Além dessas reviravoltas bem vindas, o filme surpreende, entre outros aspectos, pela fotografia – o uso do preto e branco é um recurso narrativo bem sucedido e cujo efeito em algumas cenas é de uma beleza notável, com focos de luz isolados criando uma atmosfera misteriosa e sombria – e pela trilha sonora, essencial para a criação do ritmo do filme. Em algum nível, a protagonista soturna comunica mais através das músicas do que por palavras, o que é um dos motivos pelos quais o romance entre ela e o outro protagonista do filme, interpretado por Arash Marandi, funciona tão bem.

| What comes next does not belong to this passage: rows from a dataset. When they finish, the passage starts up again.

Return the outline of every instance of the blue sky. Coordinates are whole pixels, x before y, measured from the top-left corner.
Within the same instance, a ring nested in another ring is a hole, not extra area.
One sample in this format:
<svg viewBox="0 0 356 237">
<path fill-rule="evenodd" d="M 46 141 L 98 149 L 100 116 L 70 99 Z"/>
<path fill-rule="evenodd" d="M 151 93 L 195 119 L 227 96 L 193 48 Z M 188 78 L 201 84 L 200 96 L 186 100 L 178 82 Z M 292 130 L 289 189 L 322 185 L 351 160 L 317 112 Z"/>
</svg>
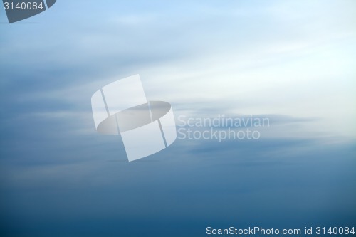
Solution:
<svg viewBox="0 0 356 237">
<path fill-rule="evenodd" d="M 354 1 L 58 0 L 0 11 L 4 236 L 202 236 L 356 219 Z M 127 162 L 90 98 L 140 74 L 179 115 L 253 115 L 257 141 L 177 140 Z"/>
</svg>

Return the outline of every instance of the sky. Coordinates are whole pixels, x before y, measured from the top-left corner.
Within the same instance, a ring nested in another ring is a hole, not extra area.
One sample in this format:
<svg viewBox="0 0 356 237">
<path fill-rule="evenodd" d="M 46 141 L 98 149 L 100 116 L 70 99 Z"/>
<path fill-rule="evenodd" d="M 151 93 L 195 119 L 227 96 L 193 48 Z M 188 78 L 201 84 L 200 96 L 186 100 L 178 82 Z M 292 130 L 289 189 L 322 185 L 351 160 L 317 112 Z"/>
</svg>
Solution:
<svg viewBox="0 0 356 237">
<path fill-rule="evenodd" d="M 1 236 L 355 224 L 355 56 L 352 0 L 58 0 L 11 24 L 0 10 Z M 135 74 L 177 128 L 219 115 L 270 126 L 128 162 L 90 98 Z"/>
</svg>

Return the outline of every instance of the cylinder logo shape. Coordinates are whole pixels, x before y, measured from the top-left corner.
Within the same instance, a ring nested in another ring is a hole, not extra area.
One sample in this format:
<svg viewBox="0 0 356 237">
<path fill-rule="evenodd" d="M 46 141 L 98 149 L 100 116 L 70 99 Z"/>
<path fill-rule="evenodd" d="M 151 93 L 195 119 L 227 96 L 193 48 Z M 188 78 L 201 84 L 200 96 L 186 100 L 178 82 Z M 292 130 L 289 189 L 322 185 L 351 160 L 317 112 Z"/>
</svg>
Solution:
<svg viewBox="0 0 356 237">
<path fill-rule="evenodd" d="M 98 90 L 91 105 L 96 130 L 120 134 L 129 162 L 157 153 L 177 138 L 171 105 L 148 101 L 138 75 Z"/>
</svg>

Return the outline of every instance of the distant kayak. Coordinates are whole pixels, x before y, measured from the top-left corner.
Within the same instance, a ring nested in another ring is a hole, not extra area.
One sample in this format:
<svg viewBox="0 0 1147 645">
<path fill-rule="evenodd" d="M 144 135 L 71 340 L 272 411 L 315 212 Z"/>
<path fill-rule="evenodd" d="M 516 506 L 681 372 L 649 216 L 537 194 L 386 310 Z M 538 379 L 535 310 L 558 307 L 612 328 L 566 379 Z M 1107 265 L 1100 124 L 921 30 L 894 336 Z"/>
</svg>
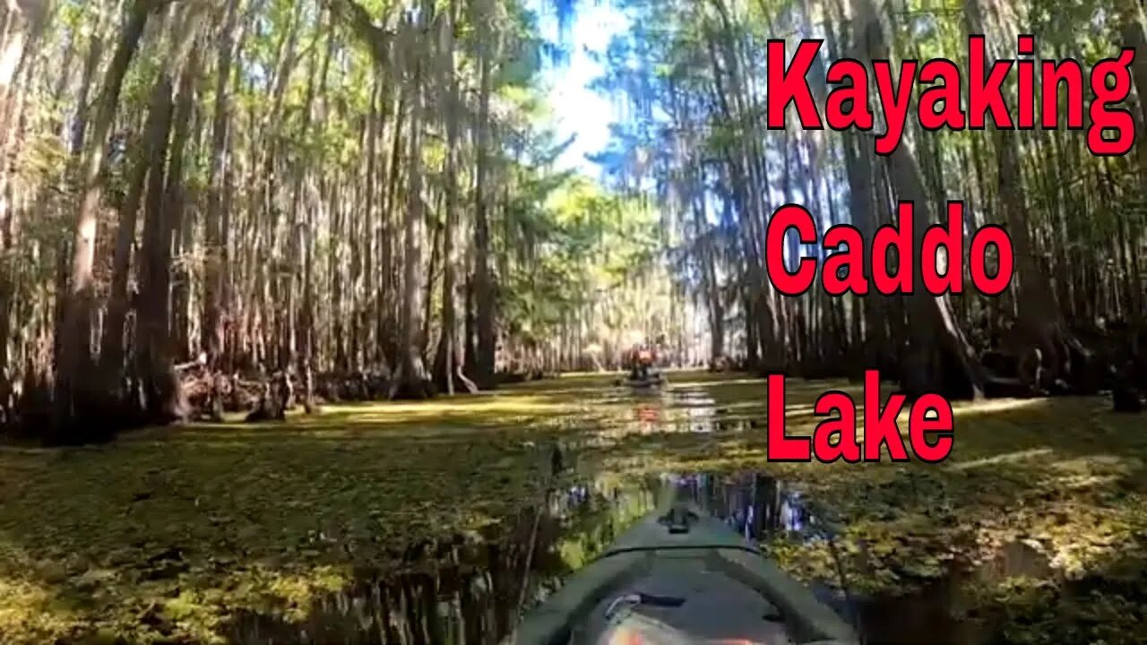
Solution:
<svg viewBox="0 0 1147 645">
<path fill-rule="evenodd" d="M 742 536 L 666 500 L 529 612 L 515 645 L 856 645 L 852 628 Z"/>
</svg>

Ao longo do filme, não podemos deixar de notar elementos e influências da cultura pop ocidental, o que faz sentido, afinal a diretora, nascida na Inglaterra, criada nos Estados Unidos e filha de persa, realizou o filme na Califórnia. Em entrevista para o jornal britânico The Guardian, ela admite que, embora ela veja o filme como um conto de fadas iraniano, ela ainda é “muito americana” e, apesar da maioria das músicas do filme serem em pársi, é justamente em uma das cenas mais delicadas do filme, quando ainda não sabemos se a protagonista deseja matar ou seduzir Arash, que nós somos levados ao universo pop mais familiar aos espectadores ocidentais com a música Death da banda inglesa White Lies.
Ao ver o filme e ler a entrevista de Amirpour, não posso evitar o fascínio que eu sinto pelas circunstâncias que o tornaram possíveis, um mundo em que uma diretora, tanto americana quanto iraniana, odeia falta de liberdade, mas ama a cultura do país de origem dos seus pais, explora influências ocidentais e orientais e cria histórias sobre mulheres que usam xadores como capas e superpoderes para defender prostitutas.